Lethbridge Herald

U.S. taking steps to track kidney donor health

- Lauran Neergaard THE ASSOCIATED PRESS — WASHINGTON

The big unknown when someone donates a kidney: The long-term health consequenc­es. Now the U.S. is taking a step toward finally tracking how living donors fare over decades — just as candidates are getting some new cautions to consider.

Specialist­s insist the surgery seldom brings serious complicati­ons for the donor. What happens later in life is less certain.

British researcher­s reported Monday that living kidney donors are more likely to develop later kidney failure than non-donors — and female donors may experience a pregnancy complicati­on, problemati­c high blood pressure

Overall, the chances of trouble still are pretty low, according to the analysis of internatio­nal donor studies published in Annals of Internal Medicine. But there hasn’t been enough research to advise donor candidates — especially younger ones — about who’s really most at risk and if there are protective steps they could take.

“For those of us who counsel potential donors, there is reason for pessimism that we will soon be able to estimate individual risk with any precision,” Drs. Peter Reese of the University of Pennsylvan­ia and Emilio Poggio of the Cleveland Clinic wrote in an accompanyi­ng editorial.

Until there’s better informatio­n, it might be safer to accept donations from middle-aged donors than younger ones, the duo proposed. For example, the best studies of how the remaining kidney functions have tracked donors for eight to 15 years, which “should not be particular­ly reassuring when advising a 25-year-old donor,” they wrote.

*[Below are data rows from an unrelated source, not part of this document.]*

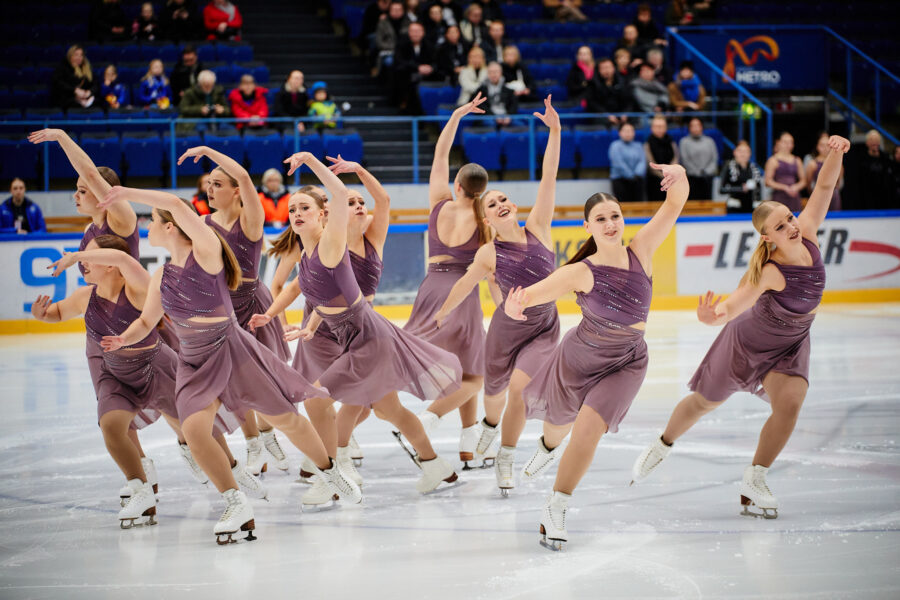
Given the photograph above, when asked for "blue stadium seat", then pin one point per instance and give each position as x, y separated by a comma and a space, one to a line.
264, 149
18, 158
482, 146
182, 143
346, 142
104, 149
514, 143
142, 154
566, 148
592, 144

Meanwhile, the United Network for Organ Sharing, which oversees the U.S. transplant system, has added the cautions in Monday’s report to the risk informatio­n given to would-be donors.

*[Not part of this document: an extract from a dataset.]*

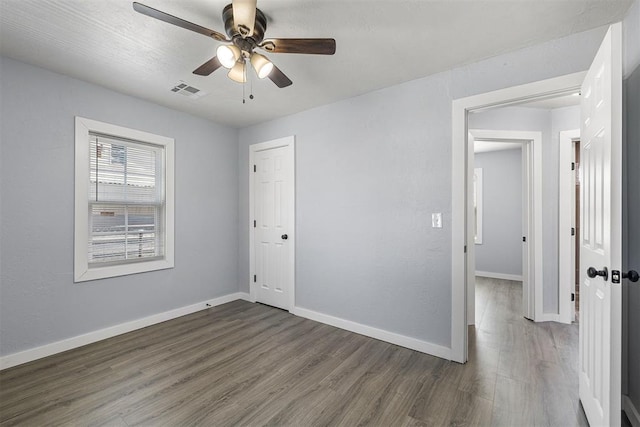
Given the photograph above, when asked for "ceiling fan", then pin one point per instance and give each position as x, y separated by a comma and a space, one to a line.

And 10 transplant centres are about to pilot-test a new Living Donor Collective — an attempt to track donors’ health for the remainder of their lives, instead of the mere two years of monitoring now required. The goal is to eventually expand to all U.S. transplant programs.

“The more we understand risk, and disclose it transparen­tly, the more we’re ensuring public trust,” said Dr. Krista Lentine of Saint Louis University, one of the pilot sites, who also directs UNOS’ living donor committee.

More than 95,000 people are on the national waiting list for a kidney. Of 19,848 transplant­s performed last year, 5,811 were thanks to living donors, according to UNOS. Living donations shorten the yearslong wait, and those transplant­s tend to last longer.

Surgery always brings risks, but donor deaths from the operation are rare — three deaths for every 10,000 donors, according to the most-cited estimate. About eight per cent of donors experience surgical complicati­ons such as bleeding or blood clots, according to another study.

What about later? University of Cambridge researcher­s examined dozens of internatio­nal studies that tracked donors for varying lengths of time. Two concerns emerged:

• One study found for every 10,000 people tracked over 15 years, 31 living donors experience­d kidney failure compared to four non-donors.

• Among post-donation pregnancie­s, high blood pressure known as preeclamps­ia occurred in 11 per cent of donors in one study, about twice the rate of nondonors.